Huit ans après la fermeture brutale et inexpliquée de la société Free-shop, spécialisée autrefois dans la vente de vins et produits de luxe à proximité de l’aéroport international Léon-Mba, ses anciens salariés continuent de vivre dans la précarité et l’incertitude. Ces pères et mères de famille, laissés pour compte, réclament avec insistance le paiement intégral de leurs droits.
Privatisée puis transformée en société Olam, Free-shop a fermé ses portes en septembre 2017, plongeant ses employés dans un chômage soudain et sans indemnités. Depuis, les démarches entamées par ces travailleurs pour faire valoir leurs droits n’ont donné aucun résultat concret. Face au silence des responsables de l’entreprise et l’inaction des autorités, leur colère grandit.
Le collectif des ex-employés, dirigé par Jonas Assoumou, a récemment organisé un sit-in devant un immeuble situé à l’ancienne Sobraga, dans le 2e arrondissement de Libreville. Cet immeuble de six étages, comprenant 19 appartements et d’une valeur estimée à plus d’un milliard de francs CFA, appartiendrait à Free-shop. Pour les anciens salariés, sa vente serait la seule solution pour obtenir réparation.

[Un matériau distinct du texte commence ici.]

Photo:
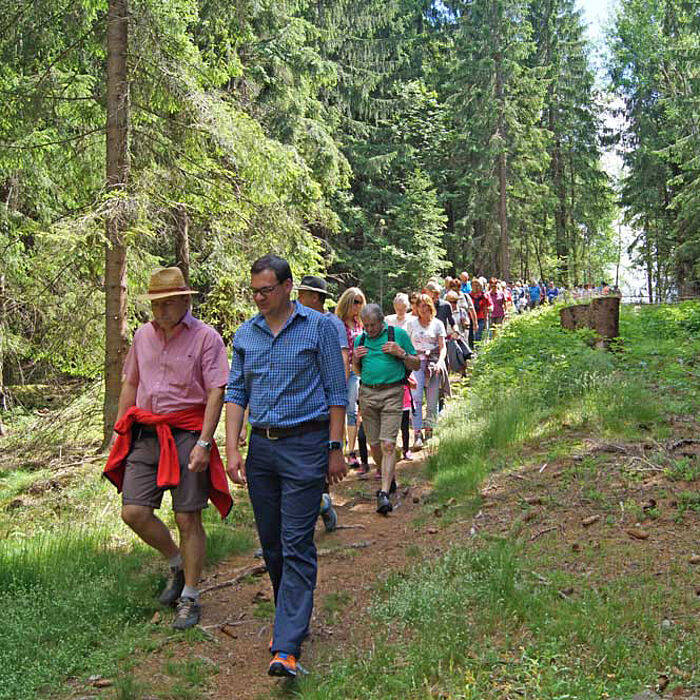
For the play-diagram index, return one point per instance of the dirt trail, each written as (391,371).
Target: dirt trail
(351,560)
(583,513)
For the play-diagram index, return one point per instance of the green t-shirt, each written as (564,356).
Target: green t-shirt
(379,367)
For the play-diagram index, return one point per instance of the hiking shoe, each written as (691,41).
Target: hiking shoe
(173,588)
(328,514)
(284,665)
(383,503)
(188,613)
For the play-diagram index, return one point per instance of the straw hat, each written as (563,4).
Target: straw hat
(166,282)
(311,283)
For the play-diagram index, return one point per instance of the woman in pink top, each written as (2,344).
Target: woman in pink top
(350,304)
(498,302)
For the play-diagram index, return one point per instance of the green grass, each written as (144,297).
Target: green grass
(69,605)
(479,624)
(77,588)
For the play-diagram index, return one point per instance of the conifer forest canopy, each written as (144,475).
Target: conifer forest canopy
(378,142)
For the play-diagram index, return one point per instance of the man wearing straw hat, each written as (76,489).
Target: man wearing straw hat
(313,292)
(169,406)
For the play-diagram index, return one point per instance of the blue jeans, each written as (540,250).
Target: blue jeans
(353,389)
(285,483)
(432,395)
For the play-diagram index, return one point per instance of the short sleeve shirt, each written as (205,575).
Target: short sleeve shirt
(425,339)
(340,327)
(379,367)
(177,374)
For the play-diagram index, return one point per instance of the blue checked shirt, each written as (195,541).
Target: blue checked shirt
(289,379)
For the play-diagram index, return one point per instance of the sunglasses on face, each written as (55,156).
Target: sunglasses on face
(263,291)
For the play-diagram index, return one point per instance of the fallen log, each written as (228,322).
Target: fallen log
(254,570)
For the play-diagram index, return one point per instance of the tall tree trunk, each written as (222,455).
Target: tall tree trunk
(504,240)
(116,343)
(182,241)
(560,209)
(3,331)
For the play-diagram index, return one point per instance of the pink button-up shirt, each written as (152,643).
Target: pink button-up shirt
(176,374)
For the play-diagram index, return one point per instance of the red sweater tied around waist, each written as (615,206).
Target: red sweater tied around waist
(168,465)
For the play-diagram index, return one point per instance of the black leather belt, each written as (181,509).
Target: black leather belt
(143,429)
(277,433)
(383,386)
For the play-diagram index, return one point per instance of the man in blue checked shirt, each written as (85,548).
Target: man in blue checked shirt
(287,369)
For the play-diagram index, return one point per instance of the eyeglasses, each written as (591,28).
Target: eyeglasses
(263,291)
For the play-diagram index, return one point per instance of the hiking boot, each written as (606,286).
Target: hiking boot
(188,613)
(284,665)
(328,514)
(383,503)
(173,588)
(417,442)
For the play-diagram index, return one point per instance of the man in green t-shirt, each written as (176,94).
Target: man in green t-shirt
(381,364)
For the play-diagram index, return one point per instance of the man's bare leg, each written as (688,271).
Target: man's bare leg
(193,545)
(151,529)
(377,456)
(388,464)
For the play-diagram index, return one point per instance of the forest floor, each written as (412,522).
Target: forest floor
(599,512)
(544,547)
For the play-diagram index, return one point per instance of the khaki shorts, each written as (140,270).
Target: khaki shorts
(140,488)
(382,411)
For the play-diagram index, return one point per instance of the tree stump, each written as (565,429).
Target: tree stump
(601,314)
(574,317)
(604,319)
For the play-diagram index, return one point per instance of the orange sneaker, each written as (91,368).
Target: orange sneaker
(283,665)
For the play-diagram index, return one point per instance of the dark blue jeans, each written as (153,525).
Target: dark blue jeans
(285,483)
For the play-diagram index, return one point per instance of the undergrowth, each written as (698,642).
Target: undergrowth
(77,588)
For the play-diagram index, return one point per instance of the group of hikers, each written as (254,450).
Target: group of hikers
(308,385)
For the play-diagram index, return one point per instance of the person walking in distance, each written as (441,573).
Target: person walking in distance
(427,334)
(382,355)
(169,406)
(350,304)
(313,292)
(287,369)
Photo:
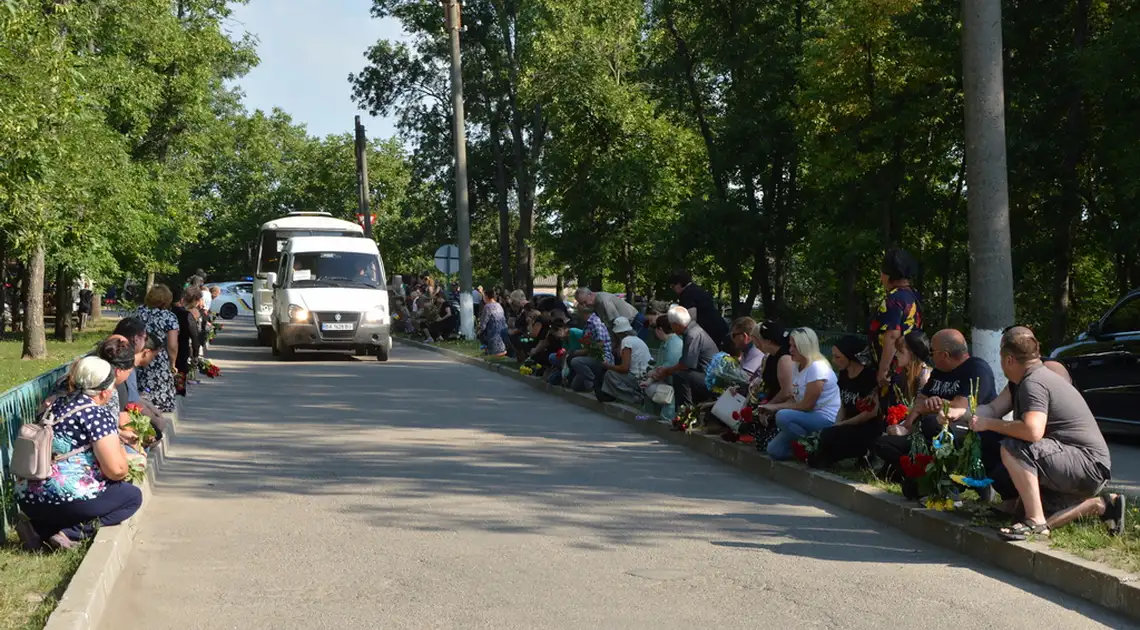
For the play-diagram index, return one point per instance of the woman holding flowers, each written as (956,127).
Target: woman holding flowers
(815,395)
(858,423)
(493,325)
(86,487)
(159,377)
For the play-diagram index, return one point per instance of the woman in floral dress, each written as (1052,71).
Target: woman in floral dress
(159,377)
(493,324)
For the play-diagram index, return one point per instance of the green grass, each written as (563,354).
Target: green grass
(1090,540)
(15,370)
(31,583)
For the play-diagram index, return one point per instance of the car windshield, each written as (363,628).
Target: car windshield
(336,269)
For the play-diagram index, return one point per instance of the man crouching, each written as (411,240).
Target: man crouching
(1053,451)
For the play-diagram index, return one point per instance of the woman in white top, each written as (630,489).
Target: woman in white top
(623,382)
(815,395)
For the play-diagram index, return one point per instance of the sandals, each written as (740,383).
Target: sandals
(1023,531)
(1114,515)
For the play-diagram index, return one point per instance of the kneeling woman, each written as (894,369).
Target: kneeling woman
(88,484)
(815,390)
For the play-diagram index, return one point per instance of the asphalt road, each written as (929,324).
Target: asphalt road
(332,492)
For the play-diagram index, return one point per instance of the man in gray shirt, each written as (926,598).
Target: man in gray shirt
(687,375)
(1053,452)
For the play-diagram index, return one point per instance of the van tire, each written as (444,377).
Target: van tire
(284,350)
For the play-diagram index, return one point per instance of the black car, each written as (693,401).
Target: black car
(1105,363)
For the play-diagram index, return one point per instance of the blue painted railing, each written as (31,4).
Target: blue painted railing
(17,407)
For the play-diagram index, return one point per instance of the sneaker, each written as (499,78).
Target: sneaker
(59,540)
(27,536)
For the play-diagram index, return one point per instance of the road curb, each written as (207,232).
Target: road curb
(84,600)
(1096,582)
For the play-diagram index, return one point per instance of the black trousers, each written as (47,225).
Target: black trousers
(117,502)
(689,387)
(848,441)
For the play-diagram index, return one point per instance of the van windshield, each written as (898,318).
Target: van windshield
(338,269)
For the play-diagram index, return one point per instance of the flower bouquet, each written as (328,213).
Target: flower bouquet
(140,425)
(686,419)
(136,469)
(969,469)
(209,368)
(804,448)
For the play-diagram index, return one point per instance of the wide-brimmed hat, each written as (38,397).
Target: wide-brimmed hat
(621,325)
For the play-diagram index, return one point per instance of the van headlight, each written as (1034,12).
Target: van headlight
(375,315)
(298,315)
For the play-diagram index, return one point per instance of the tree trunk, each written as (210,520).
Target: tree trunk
(1071,186)
(19,300)
(3,284)
(504,209)
(35,343)
(991,264)
(64,304)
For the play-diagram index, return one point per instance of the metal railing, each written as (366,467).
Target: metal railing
(17,407)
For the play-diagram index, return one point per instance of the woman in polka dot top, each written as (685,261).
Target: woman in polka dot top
(88,485)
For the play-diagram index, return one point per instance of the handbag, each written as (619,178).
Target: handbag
(660,393)
(32,458)
(729,403)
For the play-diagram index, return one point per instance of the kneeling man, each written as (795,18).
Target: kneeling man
(1053,450)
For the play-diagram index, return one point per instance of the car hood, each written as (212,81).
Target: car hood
(339,299)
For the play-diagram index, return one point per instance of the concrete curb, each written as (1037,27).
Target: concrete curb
(1102,585)
(86,598)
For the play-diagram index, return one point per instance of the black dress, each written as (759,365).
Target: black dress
(851,441)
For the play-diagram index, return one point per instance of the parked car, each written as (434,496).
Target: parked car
(1105,363)
(236,299)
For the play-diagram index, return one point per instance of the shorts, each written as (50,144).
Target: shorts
(1066,474)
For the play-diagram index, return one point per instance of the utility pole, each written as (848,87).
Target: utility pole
(986,180)
(462,212)
(363,199)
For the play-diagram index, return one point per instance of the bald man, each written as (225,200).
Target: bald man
(1053,456)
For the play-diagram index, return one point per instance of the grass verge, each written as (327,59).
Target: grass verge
(1086,538)
(31,583)
(15,370)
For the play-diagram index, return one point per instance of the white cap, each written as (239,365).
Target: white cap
(621,325)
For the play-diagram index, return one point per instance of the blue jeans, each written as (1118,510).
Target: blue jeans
(792,426)
(117,502)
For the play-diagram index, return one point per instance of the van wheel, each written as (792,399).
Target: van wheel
(284,350)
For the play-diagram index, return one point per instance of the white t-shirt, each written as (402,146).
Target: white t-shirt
(829,401)
(638,356)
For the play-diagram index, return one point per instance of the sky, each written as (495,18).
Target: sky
(308,48)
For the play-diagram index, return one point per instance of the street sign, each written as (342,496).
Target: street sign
(447,259)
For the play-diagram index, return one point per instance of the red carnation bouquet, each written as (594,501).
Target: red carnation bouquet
(914,467)
(896,414)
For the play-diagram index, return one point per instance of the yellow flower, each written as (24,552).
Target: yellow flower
(941,505)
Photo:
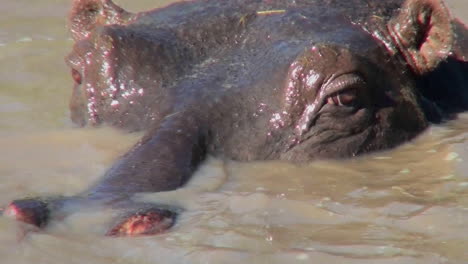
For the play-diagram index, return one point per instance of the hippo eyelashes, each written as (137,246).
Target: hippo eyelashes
(76,76)
(345,90)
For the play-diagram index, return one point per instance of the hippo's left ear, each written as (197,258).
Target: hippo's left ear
(422,31)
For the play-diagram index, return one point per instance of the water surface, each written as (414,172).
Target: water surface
(408,205)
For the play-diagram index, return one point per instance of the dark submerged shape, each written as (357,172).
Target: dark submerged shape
(252,80)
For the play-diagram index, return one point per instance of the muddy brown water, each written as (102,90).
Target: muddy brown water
(408,205)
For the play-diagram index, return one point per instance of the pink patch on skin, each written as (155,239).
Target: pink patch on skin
(146,223)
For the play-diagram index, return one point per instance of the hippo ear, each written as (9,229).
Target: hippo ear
(422,31)
(88,14)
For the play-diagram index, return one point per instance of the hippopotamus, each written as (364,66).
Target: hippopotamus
(249,80)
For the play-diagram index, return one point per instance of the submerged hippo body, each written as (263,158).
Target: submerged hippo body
(253,80)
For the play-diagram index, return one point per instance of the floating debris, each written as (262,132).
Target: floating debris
(451,156)
(271,12)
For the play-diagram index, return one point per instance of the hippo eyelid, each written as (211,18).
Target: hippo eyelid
(344,82)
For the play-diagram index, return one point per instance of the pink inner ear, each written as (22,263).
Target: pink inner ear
(86,15)
(460,45)
(422,31)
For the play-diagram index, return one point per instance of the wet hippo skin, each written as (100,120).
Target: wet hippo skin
(252,80)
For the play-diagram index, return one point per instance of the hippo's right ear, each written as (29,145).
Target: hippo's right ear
(422,32)
(87,14)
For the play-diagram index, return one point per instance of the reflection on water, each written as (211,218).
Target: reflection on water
(409,205)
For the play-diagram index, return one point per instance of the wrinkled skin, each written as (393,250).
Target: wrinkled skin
(252,80)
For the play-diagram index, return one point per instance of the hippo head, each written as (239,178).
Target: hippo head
(339,90)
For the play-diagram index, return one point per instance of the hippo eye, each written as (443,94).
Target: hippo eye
(345,90)
(76,76)
(344,98)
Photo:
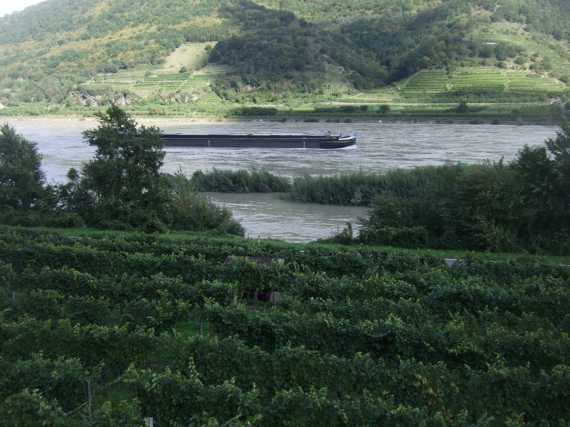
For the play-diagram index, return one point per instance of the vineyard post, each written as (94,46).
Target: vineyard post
(90,400)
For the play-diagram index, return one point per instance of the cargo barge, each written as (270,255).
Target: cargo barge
(258,141)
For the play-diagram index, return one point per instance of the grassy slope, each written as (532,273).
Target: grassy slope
(161,89)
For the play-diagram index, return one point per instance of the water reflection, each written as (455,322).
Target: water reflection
(380,147)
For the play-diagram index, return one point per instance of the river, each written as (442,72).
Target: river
(381,146)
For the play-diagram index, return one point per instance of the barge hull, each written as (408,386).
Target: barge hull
(256,141)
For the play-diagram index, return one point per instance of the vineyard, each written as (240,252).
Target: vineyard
(110,328)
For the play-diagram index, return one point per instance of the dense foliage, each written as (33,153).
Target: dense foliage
(353,336)
(21,177)
(521,205)
(241,181)
(121,188)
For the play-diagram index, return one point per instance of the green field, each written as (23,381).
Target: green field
(490,91)
(202,330)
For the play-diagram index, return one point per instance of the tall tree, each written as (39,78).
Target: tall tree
(124,177)
(21,178)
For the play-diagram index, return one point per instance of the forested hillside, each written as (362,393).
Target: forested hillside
(214,55)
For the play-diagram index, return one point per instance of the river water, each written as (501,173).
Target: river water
(381,146)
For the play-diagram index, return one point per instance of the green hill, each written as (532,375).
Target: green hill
(222,56)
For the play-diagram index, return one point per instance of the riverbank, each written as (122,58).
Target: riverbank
(394,119)
(432,113)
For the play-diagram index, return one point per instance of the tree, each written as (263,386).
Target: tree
(30,408)
(21,177)
(124,178)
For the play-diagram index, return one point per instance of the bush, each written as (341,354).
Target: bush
(190,211)
(255,181)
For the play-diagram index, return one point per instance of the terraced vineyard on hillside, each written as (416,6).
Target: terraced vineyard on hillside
(198,330)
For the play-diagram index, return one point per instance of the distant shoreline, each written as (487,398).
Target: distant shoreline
(411,118)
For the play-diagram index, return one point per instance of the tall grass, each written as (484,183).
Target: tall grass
(361,188)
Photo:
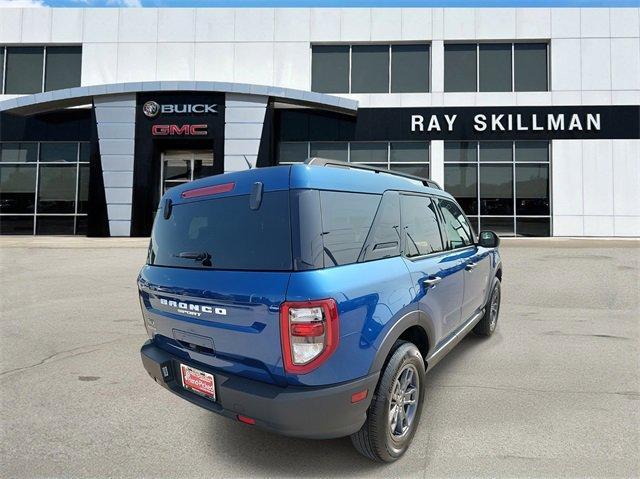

Mais cette option se heurte au refus catégorique de Philomène Kouna, actionnaire majoritaire de la société. Malgré l’intérêt manifeste d’une dizaine d’acheteurs, dont le ministère des Transports, Mme Kouna refuse de signer l’acte de vente, sans fournir de justification claire. Pendant ce temps, son associée, Mme Carmen Metz, de nationalité espagnole et actuellement résidente en Suisse, reste injoignable.
Un autre scandale vient s’ajouter à cette situation déjà tendue : un individu du nom de Paterne Ndong aurait obtenu les clés de l’immeuble et commencerait à louer les appartements de manière illégale. Les anciens salariés s’interrogent sur les complicités possibles entre cet individu et Mme Kouna, et dénoncent un enrichissement illicite sur le dos de leur misère.
Exaspérés, certains ex-employés n’excluent plus d’occuper eux-mêmes les logements vacants pour y héberger leurs familles. « Cela fait huit ans que nous attendons. Trop, c’est trop ! », s’insurge un ancien agent.
Joint au téléphone, Philomène Kouna indique qu’elle n’est pour rien dans cette affaire et qu’elle ne pourrait signer l’acte de vente cet immeuble. Tout en demandant aux anciens employés de Free-shop de se référer à revendiquer Olam pour revendiquer le paiement de leurs droits.
Aujourd’hui, les ex-employés de Free-shop lancent un appel solennel au gouvernement de la 5e République, aux médias, et aux autorités judiciaires pour que lumière soit faite sur cette affaire. Ils demandent justice, dignité et la reconnaissance de leurs droits bafoués depuis trop longtemps.